Sam Holden <> wrote:
> On Mon, 04 Oct 2004 23:25:49 -0400, Paul Jarc <> wrote:
>><> wrote:
>>> [root]# ls -l /bin/su
>>> -rwsr-x---    1 root     wheel       94625 Oct 12  2003 /bin/su
>>> Now only members of the wheel group can run su... how exciting!
>> And I would say that this itself makes a better argument against
>> having code in su to check for the wheel group.  Less code to verify
>> is good, especially in such a security-sensitive program.

> What about the poor souls who want to su from one user account to
> another?

How realistic is this?

The only time I can remember using this is when I have muiltiple
accounts for myself on the same machine for test purposes and I'm
too lazy to properly log in to a different account. This was in a
low security test environment.

In most production environments I would suggest that each user
gets exactly one account, they never tell anyone their password
and they do all operations as that user. If they REALLY need
a special operation for some special purpose then a suid program
would have to be written that does exactly that operation.

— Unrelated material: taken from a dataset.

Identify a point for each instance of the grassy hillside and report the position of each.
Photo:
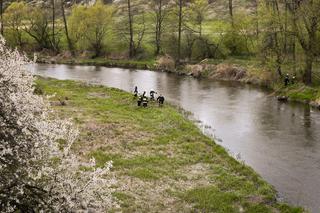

Can anyone think of a sensible example where normal users are
using su to switch accounts?

OK, suppose each user has one account for connecting to some
financial server and a different account for doing email.
If we presume that the email account is less trusted (possible
trojans, etc) then we can't trust anyone to run su from that
account either (because somehow the su might get trojaned and
betray the password of the trusted financial account).

I suspect that most other "dual account" configurations have
the same reason why using su between accounts is bad.